Anyway I spent all of January playing that game and nothing else. That's one month off my 3 month Game Pass subscription that was going unused, which chaffed so I spent all of February playing as many games on the service as possible. I was planning on playing certain games ahead of Ori's March release, but on a whim tried two other things that consumed most of my time.
The Outer Worlds - I was in the mood for an rpg with perks and whatnot, and I heard it was really short (20 hours). It was not. Anyway, this is a very good game. Extremely well polished, no hideous bugs or anything. Aside from my personal disinterest in "loot everything in sight" gameplay, the only bad thing I have to say about it is that nothing about it really blows me away. It's solid but not amazing. The most impressive thing about it is simply how much better made it is than any of Bethesda's Fallout games.
Two Point Hospital - The Outer Worlds was taking me longer to finish than I liked and I needed a break. I figured this would be a good couple hour diversion. It was not. I was obsessed with this for weeks. I'm technically still playing it, but the AI problems in this game have got me frustrated as does the insane amount of time it takes to 100% each level. This is still a very impressive game though, designed far better than I initially assumed.

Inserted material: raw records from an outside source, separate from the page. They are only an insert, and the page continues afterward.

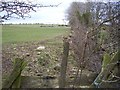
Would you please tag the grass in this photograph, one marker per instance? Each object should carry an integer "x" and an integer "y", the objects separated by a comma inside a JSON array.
[{"x": 25, "y": 33}]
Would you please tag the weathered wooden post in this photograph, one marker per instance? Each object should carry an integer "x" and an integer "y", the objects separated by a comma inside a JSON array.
[
  {"x": 14, "y": 80},
  {"x": 62, "y": 78}
]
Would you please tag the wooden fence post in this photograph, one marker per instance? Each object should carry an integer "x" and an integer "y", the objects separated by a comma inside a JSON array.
[{"x": 62, "y": 78}]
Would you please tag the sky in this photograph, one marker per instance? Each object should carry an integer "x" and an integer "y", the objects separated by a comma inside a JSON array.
[{"x": 47, "y": 15}]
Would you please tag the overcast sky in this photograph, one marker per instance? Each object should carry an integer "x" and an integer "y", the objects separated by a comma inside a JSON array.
[{"x": 49, "y": 15}]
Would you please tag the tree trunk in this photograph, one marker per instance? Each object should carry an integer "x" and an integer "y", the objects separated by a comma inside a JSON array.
[{"x": 62, "y": 78}]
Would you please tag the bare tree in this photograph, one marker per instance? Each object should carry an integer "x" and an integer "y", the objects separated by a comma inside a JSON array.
[
  {"x": 100, "y": 22},
  {"x": 18, "y": 9}
]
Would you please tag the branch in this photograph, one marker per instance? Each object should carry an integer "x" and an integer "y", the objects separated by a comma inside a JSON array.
[{"x": 16, "y": 9}]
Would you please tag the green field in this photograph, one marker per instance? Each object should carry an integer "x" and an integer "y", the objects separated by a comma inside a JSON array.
[{"x": 25, "y": 33}]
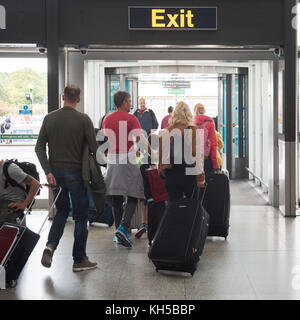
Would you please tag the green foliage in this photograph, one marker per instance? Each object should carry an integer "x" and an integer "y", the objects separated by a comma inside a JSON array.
[{"x": 14, "y": 86}]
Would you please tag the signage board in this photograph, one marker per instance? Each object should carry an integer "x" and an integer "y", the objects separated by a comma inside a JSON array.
[
  {"x": 25, "y": 110},
  {"x": 177, "y": 91},
  {"x": 172, "y": 18},
  {"x": 176, "y": 84}
]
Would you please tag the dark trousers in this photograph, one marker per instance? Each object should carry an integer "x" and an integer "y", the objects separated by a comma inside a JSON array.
[
  {"x": 178, "y": 184},
  {"x": 71, "y": 181},
  {"x": 123, "y": 212}
]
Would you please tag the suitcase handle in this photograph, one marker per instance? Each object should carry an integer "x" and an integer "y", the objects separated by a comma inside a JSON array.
[
  {"x": 41, "y": 186},
  {"x": 53, "y": 203},
  {"x": 198, "y": 193}
]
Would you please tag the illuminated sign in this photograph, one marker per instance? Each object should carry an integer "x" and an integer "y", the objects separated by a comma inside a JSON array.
[
  {"x": 172, "y": 18},
  {"x": 176, "y": 84},
  {"x": 2, "y": 17}
]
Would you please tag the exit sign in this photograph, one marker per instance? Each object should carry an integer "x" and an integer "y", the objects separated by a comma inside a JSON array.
[{"x": 172, "y": 18}]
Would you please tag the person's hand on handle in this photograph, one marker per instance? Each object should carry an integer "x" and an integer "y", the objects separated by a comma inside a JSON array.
[{"x": 51, "y": 179}]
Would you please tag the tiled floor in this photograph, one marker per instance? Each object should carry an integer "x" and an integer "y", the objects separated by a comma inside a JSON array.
[{"x": 259, "y": 260}]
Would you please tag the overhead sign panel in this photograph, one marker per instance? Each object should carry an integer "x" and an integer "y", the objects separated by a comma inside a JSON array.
[
  {"x": 172, "y": 18},
  {"x": 176, "y": 84}
]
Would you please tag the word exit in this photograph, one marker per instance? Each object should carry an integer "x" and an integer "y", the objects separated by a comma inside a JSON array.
[
  {"x": 159, "y": 16},
  {"x": 172, "y": 18}
]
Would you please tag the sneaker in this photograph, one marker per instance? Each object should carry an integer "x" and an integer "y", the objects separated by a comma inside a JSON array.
[
  {"x": 47, "y": 256},
  {"x": 123, "y": 235},
  {"x": 141, "y": 231},
  {"x": 84, "y": 265},
  {"x": 117, "y": 240}
]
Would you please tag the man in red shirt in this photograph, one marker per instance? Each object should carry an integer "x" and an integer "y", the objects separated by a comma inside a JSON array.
[
  {"x": 165, "y": 120},
  {"x": 123, "y": 177}
]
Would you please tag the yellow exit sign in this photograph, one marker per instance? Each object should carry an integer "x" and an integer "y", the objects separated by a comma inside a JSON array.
[{"x": 172, "y": 18}]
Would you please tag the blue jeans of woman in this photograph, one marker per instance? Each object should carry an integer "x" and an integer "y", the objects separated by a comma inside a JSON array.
[{"x": 71, "y": 182}]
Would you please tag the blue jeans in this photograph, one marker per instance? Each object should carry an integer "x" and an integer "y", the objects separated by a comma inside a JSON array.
[{"x": 70, "y": 181}]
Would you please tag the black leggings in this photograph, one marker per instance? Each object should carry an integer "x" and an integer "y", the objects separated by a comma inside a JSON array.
[
  {"x": 178, "y": 184},
  {"x": 123, "y": 212}
]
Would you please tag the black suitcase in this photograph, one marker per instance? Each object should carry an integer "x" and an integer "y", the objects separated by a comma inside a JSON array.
[
  {"x": 22, "y": 248},
  {"x": 154, "y": 216},
  {"x": 20, "y": 252},
  {"x": 180, "y": 237},
  {"x": 217, "y": 203}
]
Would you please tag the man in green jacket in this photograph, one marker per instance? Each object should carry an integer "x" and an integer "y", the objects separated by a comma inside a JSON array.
[{"x": 66, "y": 132}]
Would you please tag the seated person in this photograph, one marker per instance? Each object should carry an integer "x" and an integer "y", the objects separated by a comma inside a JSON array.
[{"x": 14, "y": 200}]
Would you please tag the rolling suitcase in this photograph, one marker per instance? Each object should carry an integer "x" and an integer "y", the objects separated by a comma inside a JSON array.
[
  {"x": 155, "y": 214},
  {"x": 217, "y": 203},
  {"x": 181, "y": 235},
  {"x": 16, "y": 243}
]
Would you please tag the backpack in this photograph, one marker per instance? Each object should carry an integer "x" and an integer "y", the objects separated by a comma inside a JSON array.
[
  {"x": 207, "y": 144},
  {"x": 27, "y": 167}
]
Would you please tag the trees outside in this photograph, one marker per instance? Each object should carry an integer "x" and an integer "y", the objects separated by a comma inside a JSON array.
[{"x": 14, "y": 87}]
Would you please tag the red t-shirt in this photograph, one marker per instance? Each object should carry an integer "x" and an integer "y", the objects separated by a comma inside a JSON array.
[
  {"x": 165, "y": 121},
  {"x": 118, "y": 128}
]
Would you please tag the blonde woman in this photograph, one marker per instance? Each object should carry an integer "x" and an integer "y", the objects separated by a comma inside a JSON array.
[{"x": 181, "y": 177}]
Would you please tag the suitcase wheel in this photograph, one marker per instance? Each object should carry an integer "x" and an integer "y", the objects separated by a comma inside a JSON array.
[{"x": 12, "y": 283}]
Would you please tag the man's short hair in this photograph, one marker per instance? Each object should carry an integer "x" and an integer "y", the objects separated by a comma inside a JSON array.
[
  {"x": 71, "y": 93},
  {"x": 119, "y": 97}
]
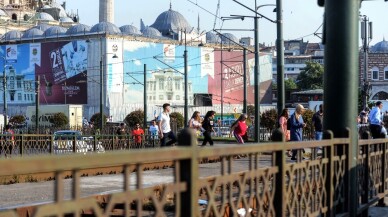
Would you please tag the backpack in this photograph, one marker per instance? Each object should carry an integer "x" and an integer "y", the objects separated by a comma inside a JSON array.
[{"x": 289, "y": 123}]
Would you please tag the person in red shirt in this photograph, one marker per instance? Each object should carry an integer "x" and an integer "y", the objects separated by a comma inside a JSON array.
[
  {"x": 239, "y": 129},
  {"x": 137, "y": 134}
]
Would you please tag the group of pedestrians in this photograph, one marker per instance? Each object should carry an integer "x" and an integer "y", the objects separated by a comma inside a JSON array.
[{"x": 292, "y": 126}]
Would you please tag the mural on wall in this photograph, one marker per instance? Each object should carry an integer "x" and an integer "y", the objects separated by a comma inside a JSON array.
[
  {"x": 165, "y": 72},
  {"x": 232, "y": 69},
  {"x": 19, "y": 63},
  {"x": 63, "y": 77}
]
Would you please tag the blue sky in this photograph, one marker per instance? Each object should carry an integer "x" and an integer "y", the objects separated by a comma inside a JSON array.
[{"x": 301, "y": 17}]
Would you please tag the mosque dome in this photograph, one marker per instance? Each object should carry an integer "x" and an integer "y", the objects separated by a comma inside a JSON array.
[
  {"x": 32, "y": 33},
  {"x": 130, "y": 30},
  {"x": 66, "y": 20},
  {"x": 62, "y": 12},
  {"x": 171, "y": 21},
  {"x": 78, "y": 29},
  {"x": 105, "y": 27},
  {"x": 42, "y": 27},
  {"x": 12, "y": 35},
  {"x": 151, "y": 32},
  {"x": 55, "y": 31},
  {"x": 44, "y": 16},
  {"x": 228, "y": 37},
  {"x": 212, "y": 38},
  {"x": 381, "y": 47}
]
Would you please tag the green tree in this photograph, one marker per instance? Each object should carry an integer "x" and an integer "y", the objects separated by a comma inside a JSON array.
[
  {"x": 17, "y": 119},
  {"x": 269, "y": 119},
  {"x": 178, "y": 117},
  {"x": 311, "y": 76},
  {"x": 135, "y": 117},
  {"x": 59, "y": 119},
  {"x": 290, "y": 84},
  {"x": 96, "y": 120}
]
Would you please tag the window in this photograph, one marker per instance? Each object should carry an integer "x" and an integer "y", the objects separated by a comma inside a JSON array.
[
  {"x": 375, "y": 73},
  {"x": 161, "y": 84}
]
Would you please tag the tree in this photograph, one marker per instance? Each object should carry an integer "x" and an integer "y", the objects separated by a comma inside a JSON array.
[
  {"x": 178, "y": 117},
  {"x": 135, "y": 117},
  {"x": 96, "y": 120},
  {"x": 269, "y": 119},
  {"x": 311, "y": 77},
  {"x": 59, "y": 119}
]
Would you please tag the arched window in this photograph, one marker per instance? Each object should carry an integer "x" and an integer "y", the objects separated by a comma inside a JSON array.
[
  {"x": 375, "y": 73},
  {"x": 380, "y": 96}
]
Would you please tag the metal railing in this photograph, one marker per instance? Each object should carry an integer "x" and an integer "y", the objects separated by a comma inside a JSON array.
[{"x": 272, "y": 187}]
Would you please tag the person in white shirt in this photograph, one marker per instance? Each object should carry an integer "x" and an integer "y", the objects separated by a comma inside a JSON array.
[{"x": 164, "y": 127}]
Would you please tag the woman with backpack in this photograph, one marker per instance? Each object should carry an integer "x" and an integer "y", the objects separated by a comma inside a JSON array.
[{"x": 239, "y": 129}]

March 16th, 2020, 01:40 PM
Ackar
Re: The "What Are You Playing Now?" Thread
Two Point Hospital recently released a teaser for their fourth expansion, so I'm looking forward to that. (It's on prerelease sale on steam at only ~$9, So I'll probably pre order.)
I just checked and it comes out in two days...
--
I bought Founders Fortune a few days ago and am still working on getting my colonists to survive their first winter.
Last night I got them to survive until the second spring's tomatoes were ready to harvest. But by then none of them had the energy to work the field, and they died with a field full of food rotting on the vine. :madcomp:
May 12th, 2020, 12:52 PM
Nerkahia
Re: The "What Are You Playing Now?" Thread
I've never played any of the Batman: Arkham games before. I just finished Asylum; it was pretty cool! Will probably do City next, then Knight.
May 12th, 2020, 01:11 PM
Milton Finkelstein
Re: The "What Are You Playing Now?" Thread
I'm playing through Doom Eternal now, and it's a nice game but the amount of jumping puzzles really drags down an otherwise good game and makes it not near as great as the previous Doom.
May 12th, 2020, 05:35 PM
Nerkahia
Re: The "What Are You Playing Now?" Thread
Quote:
Originally Posted by Milton Finkelstein
I'm playing through Doom Eternal now, and it's a nice game but the amount of jumping puzzles really drags down an otherwise good game and makes it not near as great as the previous Doom.
That's depressing. I really loved the last one! Was looking forward to this one.